Soleki (სოლეკი) or Sollek was a vanished settlement in the historical Tao region, within the boundaries of the present-day Kılıçkaya (formerly Ersis) village in the Yusufeli District of Artvin Province in Turkey. All that remains of this village are the ruins of a castle and agricultural land.

==History==
Soleki is mentioned in early Ottoman registers as "Solporek" (صولپورك) or "Solborek" (صولبورك). Over time, it took the forms Solek, Sollek, and Söllek.

Soleki was located in Tao, one of the regions forming the western part of Georgia during the Middle Ages. Indeed, the Ottomans captured this region from the Georgians after the Georgian campaign of 1549. The ruined walls of Soleki Castle, which fell into Ottoman hands along with Pertekrek (Peterek) and Nikhakhi castles during this campaign, have survived to the present day.

In the 1574 land-survey register (mufassal defter) of the Ottoman administration, the village of Soleki or Söllek was one of the villages of the Pertekrek district (nahiye) of the Tortum sanjak, under the name "Solporek" or "Solborek". The village had a population of 20 or 27 households. In 1555, 16 households were registered in the village.

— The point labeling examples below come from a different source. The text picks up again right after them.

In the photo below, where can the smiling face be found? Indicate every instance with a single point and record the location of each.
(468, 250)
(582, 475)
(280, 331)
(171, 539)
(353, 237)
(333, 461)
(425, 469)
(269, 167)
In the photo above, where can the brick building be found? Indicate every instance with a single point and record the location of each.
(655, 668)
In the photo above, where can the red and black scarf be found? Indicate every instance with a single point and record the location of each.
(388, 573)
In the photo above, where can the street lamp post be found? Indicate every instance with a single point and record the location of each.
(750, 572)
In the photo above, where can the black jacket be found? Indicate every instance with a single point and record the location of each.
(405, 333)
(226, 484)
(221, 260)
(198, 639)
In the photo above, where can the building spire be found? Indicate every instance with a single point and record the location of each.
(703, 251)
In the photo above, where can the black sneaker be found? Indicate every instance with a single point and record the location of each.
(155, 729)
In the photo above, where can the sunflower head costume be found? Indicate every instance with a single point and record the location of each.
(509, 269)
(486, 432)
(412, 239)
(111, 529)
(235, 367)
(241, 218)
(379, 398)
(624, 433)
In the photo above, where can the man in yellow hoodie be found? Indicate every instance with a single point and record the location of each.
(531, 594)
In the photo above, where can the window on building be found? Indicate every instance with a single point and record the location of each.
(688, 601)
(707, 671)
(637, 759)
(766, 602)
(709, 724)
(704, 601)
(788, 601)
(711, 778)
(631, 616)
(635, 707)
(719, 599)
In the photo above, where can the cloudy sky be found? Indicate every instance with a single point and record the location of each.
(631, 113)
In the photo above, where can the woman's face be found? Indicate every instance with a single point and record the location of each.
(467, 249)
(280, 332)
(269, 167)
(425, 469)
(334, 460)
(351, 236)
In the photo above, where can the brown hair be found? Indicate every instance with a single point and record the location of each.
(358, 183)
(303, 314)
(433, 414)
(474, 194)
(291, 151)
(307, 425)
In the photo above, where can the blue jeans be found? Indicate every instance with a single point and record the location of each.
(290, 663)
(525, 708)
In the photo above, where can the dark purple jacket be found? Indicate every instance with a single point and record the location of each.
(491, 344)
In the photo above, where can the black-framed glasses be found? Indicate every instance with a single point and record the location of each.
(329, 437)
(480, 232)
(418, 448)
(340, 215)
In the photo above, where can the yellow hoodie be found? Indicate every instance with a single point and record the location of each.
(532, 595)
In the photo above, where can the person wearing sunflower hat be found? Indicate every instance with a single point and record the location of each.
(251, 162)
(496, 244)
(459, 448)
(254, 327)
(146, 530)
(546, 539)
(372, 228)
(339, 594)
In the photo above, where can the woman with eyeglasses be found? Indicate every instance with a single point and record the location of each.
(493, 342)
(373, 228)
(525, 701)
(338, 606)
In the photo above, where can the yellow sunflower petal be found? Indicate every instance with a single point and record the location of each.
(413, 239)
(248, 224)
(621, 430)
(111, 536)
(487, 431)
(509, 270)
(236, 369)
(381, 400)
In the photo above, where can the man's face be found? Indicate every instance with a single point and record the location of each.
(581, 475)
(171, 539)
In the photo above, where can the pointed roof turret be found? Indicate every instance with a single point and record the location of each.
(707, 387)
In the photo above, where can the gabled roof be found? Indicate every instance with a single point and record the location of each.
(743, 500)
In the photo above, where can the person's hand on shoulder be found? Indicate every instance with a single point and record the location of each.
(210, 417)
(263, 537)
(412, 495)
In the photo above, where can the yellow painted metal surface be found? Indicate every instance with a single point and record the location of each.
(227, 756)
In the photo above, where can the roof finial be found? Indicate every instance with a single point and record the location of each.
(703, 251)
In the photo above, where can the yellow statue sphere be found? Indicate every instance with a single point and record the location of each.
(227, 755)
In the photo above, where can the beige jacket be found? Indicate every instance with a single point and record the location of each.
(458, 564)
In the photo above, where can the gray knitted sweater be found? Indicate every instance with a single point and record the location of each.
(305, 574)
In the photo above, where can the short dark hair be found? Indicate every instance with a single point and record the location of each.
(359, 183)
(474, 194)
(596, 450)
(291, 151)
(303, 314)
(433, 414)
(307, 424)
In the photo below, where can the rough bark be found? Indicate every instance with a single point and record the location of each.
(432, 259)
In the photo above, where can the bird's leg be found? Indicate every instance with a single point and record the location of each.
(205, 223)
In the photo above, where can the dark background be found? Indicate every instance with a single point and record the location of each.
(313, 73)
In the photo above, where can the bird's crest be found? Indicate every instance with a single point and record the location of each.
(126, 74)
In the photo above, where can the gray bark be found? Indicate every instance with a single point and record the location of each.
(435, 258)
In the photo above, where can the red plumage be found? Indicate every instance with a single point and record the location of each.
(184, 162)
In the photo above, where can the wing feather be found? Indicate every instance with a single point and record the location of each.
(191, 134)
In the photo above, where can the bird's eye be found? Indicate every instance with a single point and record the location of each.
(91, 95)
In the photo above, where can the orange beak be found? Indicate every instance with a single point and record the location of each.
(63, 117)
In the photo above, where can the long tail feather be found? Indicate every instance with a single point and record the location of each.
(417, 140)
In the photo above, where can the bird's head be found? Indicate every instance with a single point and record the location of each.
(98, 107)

Soleki or Söllek is not mentioned as a village in later Ottoman registers. Significant rice cultivation was carried out in the area known as "Söllek Vineyards" on the banks of the Çoruh River. However, with the construction of the Yusufeli Dam, rice cultivation in the Söllek vineyards became impossible. In the Söllek region, the Aros Plateau Festival is held every year in July in the Aros area, which is located within the forested area.

Soleki Castle, also known as Kajeti Castle (ქაჯეთის ციხე) or Sollek Castle, is the only historical structure remaining from the village of Soleki or Söllek. The castle is located on a rock on the right bank of the Çoruh River. The height of its surviving walls reaches 2 meters.